The financial meltdown was in part a result of governments’ constant concessions to the financial industry, which they nourished with cheap capital while bestowing it extraordinary tax advantages. In the case of Swiss politics, these concessions were made possible in part by a core institutional problem, namely that there is no formal campaign finance structure or regulation in Switzerland, nor are there any donation limits or disclosure requirements. With the help of political money, connections and the popularization of free market dogmas, both commercial and investment banking were transformed into financial mega-players.
As German sociologist Ulrich Beck suggested, did the state miss its chance to render the economy social and democratic again? Suppose we believe that a business, a system or a government can be “too big to fail”: should we not implement incentives to impede systems from attaining those mammoth proportions? Is it really sensible to sustain flawed systems because of their sheer size?
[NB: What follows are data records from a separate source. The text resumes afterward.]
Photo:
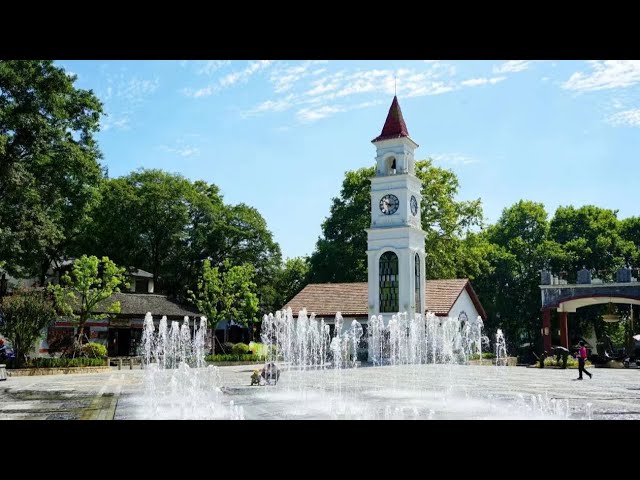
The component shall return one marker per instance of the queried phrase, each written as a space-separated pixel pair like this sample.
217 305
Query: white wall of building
464 304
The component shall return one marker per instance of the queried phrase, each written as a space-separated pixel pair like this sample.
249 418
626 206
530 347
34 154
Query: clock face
414 205
389 204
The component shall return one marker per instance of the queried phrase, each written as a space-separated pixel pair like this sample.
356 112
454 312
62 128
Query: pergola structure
567 298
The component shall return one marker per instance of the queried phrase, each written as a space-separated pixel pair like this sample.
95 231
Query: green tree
509 288
81 293
591 237
23 317
226 294
292 278
236 234
340 254
48 162
630 231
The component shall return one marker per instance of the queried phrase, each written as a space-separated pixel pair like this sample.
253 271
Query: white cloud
120 122
316 94
474 82
284 78
130 90
182 150
312 114
605 75
454 158
229 79
272 106
626 118
512 66
208 67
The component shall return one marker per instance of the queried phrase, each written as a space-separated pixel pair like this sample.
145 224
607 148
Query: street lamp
611 316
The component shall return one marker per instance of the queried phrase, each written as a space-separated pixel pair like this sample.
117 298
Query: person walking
582 358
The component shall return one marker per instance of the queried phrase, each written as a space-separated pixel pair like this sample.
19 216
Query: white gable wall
464 304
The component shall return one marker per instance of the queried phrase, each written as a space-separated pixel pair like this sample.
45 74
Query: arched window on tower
389 283
391 166
418 284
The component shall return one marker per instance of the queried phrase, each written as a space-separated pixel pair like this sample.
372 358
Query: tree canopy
48 162
90 282
340 254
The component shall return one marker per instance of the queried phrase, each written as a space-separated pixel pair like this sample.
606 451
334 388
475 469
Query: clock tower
396 256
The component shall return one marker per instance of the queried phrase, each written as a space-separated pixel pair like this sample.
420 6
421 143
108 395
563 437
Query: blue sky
279 135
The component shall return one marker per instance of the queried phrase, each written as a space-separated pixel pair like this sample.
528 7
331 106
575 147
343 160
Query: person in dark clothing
3 350
561 353
582 358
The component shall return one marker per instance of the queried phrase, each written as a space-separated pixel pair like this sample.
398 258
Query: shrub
44 362
485 356
94 350
235 358
240 349
257 348
61 342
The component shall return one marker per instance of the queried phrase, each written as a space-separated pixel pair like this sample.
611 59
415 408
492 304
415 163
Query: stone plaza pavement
426 391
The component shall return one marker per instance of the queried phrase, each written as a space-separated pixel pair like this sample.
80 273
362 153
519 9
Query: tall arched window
391 166
417 284
389 283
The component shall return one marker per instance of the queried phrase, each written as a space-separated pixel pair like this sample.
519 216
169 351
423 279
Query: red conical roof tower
394 126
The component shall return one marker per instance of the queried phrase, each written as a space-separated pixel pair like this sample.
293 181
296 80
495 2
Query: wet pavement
407 392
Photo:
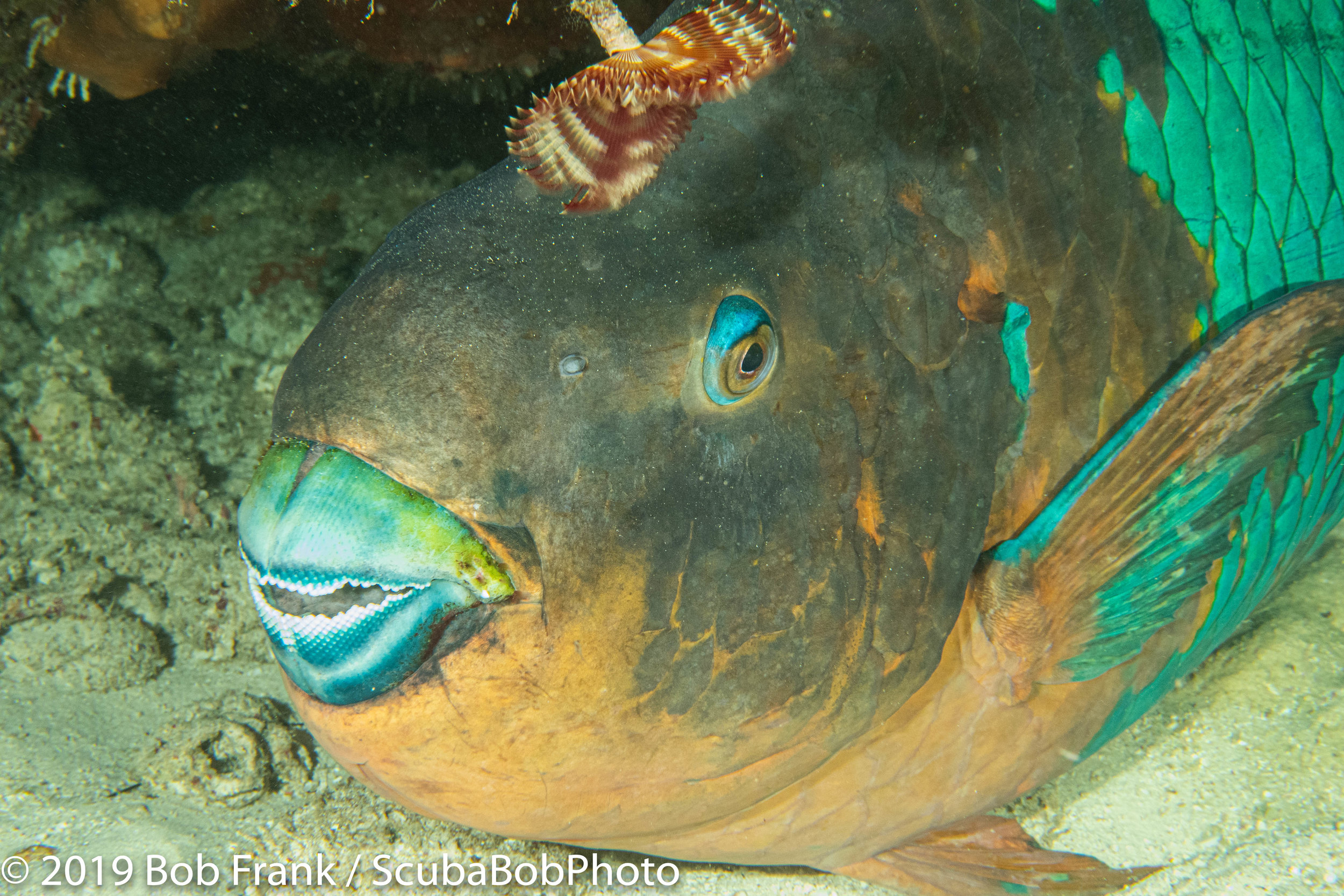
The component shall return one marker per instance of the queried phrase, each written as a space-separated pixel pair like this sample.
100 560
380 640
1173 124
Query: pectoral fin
1139 529
988 856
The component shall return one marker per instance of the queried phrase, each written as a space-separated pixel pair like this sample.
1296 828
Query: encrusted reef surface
146 318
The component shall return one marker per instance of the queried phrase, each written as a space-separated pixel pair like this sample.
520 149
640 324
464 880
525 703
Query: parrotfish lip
355 575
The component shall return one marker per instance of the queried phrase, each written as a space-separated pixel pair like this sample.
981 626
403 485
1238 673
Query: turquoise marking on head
354 574
1014 335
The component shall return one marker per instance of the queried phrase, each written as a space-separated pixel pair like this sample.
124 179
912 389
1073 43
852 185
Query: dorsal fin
1138 529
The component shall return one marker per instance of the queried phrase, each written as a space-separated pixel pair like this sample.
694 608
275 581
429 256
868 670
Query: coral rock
131 47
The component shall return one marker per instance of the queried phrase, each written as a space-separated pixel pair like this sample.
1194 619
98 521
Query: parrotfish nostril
353 572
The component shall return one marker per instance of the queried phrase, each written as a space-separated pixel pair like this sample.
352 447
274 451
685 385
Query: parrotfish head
593 528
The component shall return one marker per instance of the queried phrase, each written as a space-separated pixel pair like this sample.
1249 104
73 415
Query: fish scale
1232 123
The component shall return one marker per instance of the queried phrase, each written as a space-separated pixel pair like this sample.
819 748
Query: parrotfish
941 404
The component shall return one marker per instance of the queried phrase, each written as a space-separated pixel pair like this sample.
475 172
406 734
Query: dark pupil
752 361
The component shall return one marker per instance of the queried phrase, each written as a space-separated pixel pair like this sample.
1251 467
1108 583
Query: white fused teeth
327 587
288 628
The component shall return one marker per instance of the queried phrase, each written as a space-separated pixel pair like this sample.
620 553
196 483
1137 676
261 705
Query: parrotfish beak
354 574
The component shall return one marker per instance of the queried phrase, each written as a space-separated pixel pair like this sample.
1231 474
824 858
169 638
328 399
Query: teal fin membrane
354 574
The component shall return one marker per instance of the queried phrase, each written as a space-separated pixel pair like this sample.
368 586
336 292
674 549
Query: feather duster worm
605 131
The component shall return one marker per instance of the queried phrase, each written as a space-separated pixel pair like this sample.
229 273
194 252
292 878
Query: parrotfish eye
741 350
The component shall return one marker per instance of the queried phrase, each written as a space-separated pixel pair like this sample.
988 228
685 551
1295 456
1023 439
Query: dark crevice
216 124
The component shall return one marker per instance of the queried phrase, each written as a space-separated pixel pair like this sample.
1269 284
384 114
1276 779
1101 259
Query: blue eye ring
740 351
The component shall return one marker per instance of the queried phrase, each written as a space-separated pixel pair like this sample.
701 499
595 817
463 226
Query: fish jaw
355 575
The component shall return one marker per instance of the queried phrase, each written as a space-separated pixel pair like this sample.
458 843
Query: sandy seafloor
140 712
These concerns aside, the Swiss referendum to curb profligate executive pay seems to be a first step in the right direction.
Swiss businesses and banks now hope that the new laws will mitigate further outrage. But critics of the referendum, calling the bill a “bluff package” and a “populism trap,” argue that it ultimately reinforces knavish capitalist values; at worst, the implementation of the law would facilitate the plundering of companies and, at best, shareholders would trim executive pay, merely shuffling the wealth back into their own pockets. Most likely though, the status quo will be maintained, since shareholders are commonly prone to follow management too often in their voting and tend to wave through remuneration packages.
It is questionable whether a binding vote will truly reduce the excesses in executive pay. Switzerland’s Young Socialists are thus already demanding that executive pay be restricted to 12 times that of the lowest-paid worker. While core systemic problems persist, it remains to be seen whether the fat cats will be frightened by the chorus of a barking public.